Pada pemeriksaan tersebut, KPK mendalami mekanisme pengisian kuota haji khusus dari hasil pembagian kuota haji tambahan dalam kasus yang menjerat eks Menteri Agama (Menag) Yaqut Cholil Qoumas atau Gus Yaqut.
"Saksi hadir dan didalami terkait mekanisme pengisian kuota haji khusus yang berasal dari kuota haji tambahan,” kata Juru Bicara KPK Budi Prasetyo di Jakarta, Rabu (8/6/2026), via Antara.
Budi mengungkapkan sejumlah saksi lain yang dijadwalkan pemeriksaannya pada Rabu kemarin belum memenuhi panggilan KPK.
Sejumlah saksi tersebut di antaranya Direktur PT Agas Khaera Muti Hanana Sri Agung Nurhayati, Direktur Utama PT Al Amin Mulia Lestari Unang Abdul Fatah, Direktur PT Al Haadi Ziarah Ampel Suwartini, serta Direktur Operasional PT Alhijaz Indowisata Dwi Puji Hastuti.
Budi mengatakan saksi yang tidak hadir tersebut meminta dijadwalkan ulang pemeriksaannya.
Baca Juga: Ketua KPK Mengaku Belum Dipanggil Dewas soal Pengalihan Penahanan Eks Menag Yaqut
Kasus Kuota Haji TambahanDalam kasus kuota haji, KPK awalnya menetapkan dua tersangka, yakni eks Menag Yaqut Cholil Qoumas (YCQ) atau Gus Yaqut dan Ishfah Abidal Aziz (IAA) selaku eks staf khusus Gus Yaqut.
"Terkait perkara kuota haji, bahwa confirm KPK telah menetapkan dua orang sebagai tersangka.

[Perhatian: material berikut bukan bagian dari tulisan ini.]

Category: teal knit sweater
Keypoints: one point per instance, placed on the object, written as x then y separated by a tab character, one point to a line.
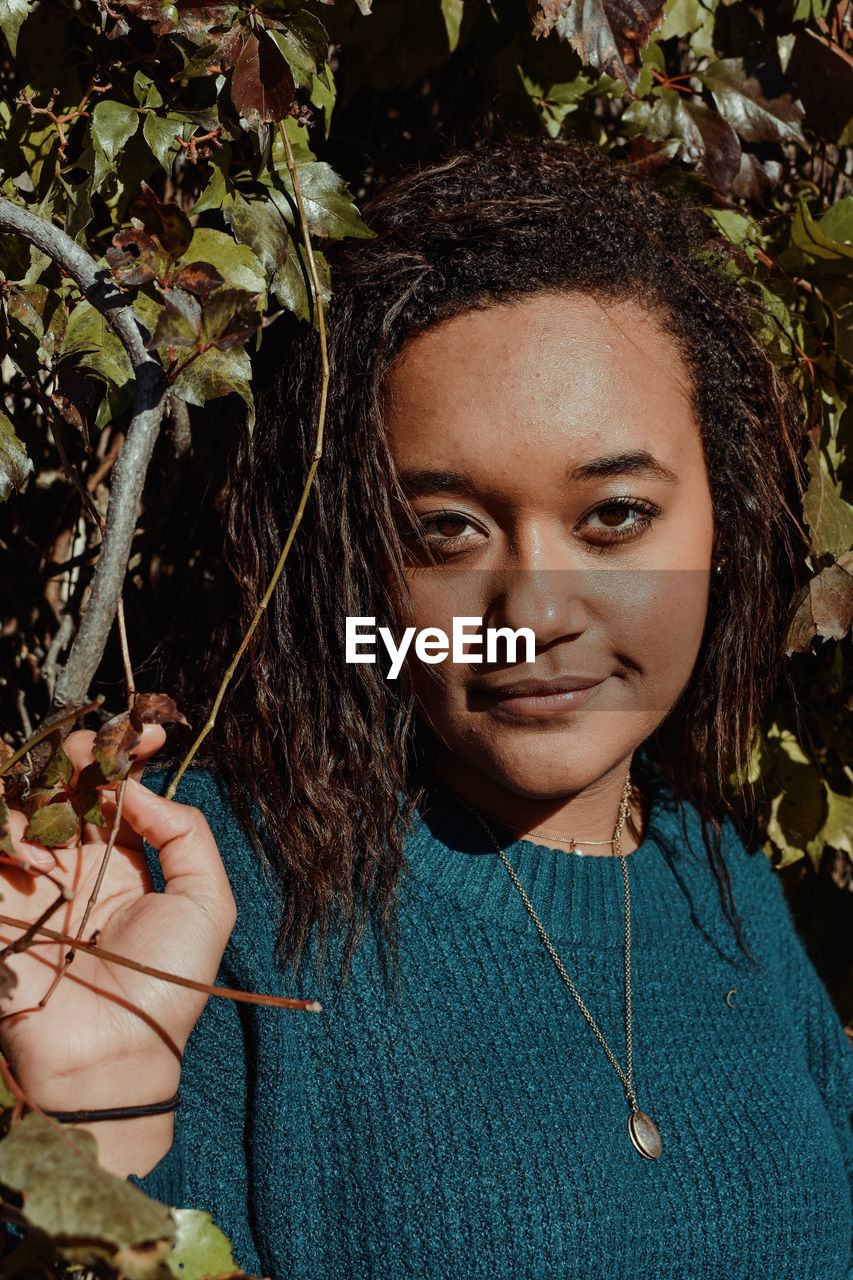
473	1129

Yang pertama saudara YCQ selaku eks Menteri Agama, dan yang kedua saudara IAA selaku stafsus Menteri Agama pada saat itu," kata Juru Bicara KPK Budi Prasetyo di Jakarta, Jumat (9/1/2026), dipantau dari Breaking News KompasTV.
Budi mengatakan penetapan tersangka sudah dilakukan sejak Kamis (8/1/2026). Dalam kesempatan lain, Budi menjelaskan alasan pihaknya menetapkan Yaqut sebagai tersangka.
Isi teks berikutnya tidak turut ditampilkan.